American psychologist

Naomi Norsworthy (September 29, 1877 – December 27, 1916) was an American psychologist who served as the first female faculty member at Columbia University Teacher's College. Her parents had emigrated from England two years before her birth. Norsworthy was the eldest of four children with two younger brothers and a third who died soon after birth. She was educated in public school in Rutherford, New Jersey then enrolled in New Jersey State Normal School at the age of 15, and was among the youngest students there; she graduated from the school in three years.

After spending four years teaching public school in Morristown, New Jersey, Norsworthy enrolled in Columbia University's Teachers College, and served as student assistant in the Psychology department She obtained her Bachelor's of Science Degree in 1901 and her PhD in 1904. Her doctoral thesis, The psychology of mentally deficient children, studied 150 children in state institutions throughout New York; she brought her findings to the American Psychological Association, which marked the first time a woman had presented a thesis in the Association's New York center. After graduating, she served in the faculty of the Teacher's College, remaining there for the rest of her life despite actively receiving offers from other universities.
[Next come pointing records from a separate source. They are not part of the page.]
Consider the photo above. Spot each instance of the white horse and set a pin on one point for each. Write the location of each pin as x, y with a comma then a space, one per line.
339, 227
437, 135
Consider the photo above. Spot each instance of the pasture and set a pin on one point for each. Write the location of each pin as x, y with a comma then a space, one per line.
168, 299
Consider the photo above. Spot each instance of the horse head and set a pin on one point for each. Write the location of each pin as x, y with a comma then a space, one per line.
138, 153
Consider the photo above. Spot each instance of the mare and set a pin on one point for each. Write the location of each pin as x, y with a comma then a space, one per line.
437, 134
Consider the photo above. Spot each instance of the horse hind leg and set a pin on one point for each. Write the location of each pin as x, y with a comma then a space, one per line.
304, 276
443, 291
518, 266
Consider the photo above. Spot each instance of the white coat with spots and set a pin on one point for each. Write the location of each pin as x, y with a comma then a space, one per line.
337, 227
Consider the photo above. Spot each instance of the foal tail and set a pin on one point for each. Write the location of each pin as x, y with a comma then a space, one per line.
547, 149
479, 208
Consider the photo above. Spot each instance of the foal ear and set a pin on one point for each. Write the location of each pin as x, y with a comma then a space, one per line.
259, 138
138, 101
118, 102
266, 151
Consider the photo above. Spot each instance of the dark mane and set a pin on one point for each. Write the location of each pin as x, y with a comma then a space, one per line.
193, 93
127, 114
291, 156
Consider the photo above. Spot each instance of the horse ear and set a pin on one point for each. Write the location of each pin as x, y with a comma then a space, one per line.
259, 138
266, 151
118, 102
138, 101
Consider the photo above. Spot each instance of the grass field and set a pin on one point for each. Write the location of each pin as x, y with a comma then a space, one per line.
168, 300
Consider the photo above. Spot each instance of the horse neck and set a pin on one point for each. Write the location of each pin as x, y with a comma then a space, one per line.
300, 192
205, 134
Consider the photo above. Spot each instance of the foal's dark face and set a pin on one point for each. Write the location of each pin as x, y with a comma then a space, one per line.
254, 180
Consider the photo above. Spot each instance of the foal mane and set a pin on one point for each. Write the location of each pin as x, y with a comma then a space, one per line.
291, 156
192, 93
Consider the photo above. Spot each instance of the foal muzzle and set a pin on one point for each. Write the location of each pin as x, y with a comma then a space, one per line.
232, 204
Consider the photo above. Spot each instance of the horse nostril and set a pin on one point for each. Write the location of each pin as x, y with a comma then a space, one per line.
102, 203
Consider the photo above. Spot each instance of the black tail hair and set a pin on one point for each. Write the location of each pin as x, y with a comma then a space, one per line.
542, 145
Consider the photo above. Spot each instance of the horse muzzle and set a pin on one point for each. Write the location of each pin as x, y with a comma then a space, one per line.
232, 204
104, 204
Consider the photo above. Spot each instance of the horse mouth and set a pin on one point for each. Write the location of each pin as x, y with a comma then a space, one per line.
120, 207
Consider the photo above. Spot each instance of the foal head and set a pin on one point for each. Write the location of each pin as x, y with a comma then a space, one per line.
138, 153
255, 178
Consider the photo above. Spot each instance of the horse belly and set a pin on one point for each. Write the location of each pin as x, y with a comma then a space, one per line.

Norsworthy served as instructor from 1904 to 1909, then her title changed to adjunct professor. Alongside working, she also took care of her mother who was suffering from terminal cancer until her death in 1914. Shortly before her mother's death, Norsworthy was diagnosed with stomach cancer. She continued to teach until 1916, when she was forced to take a leave of absence; she died in December of that year. Her primary work, The psychology of childhood, was completed by her colleagues after her death and released in 1918.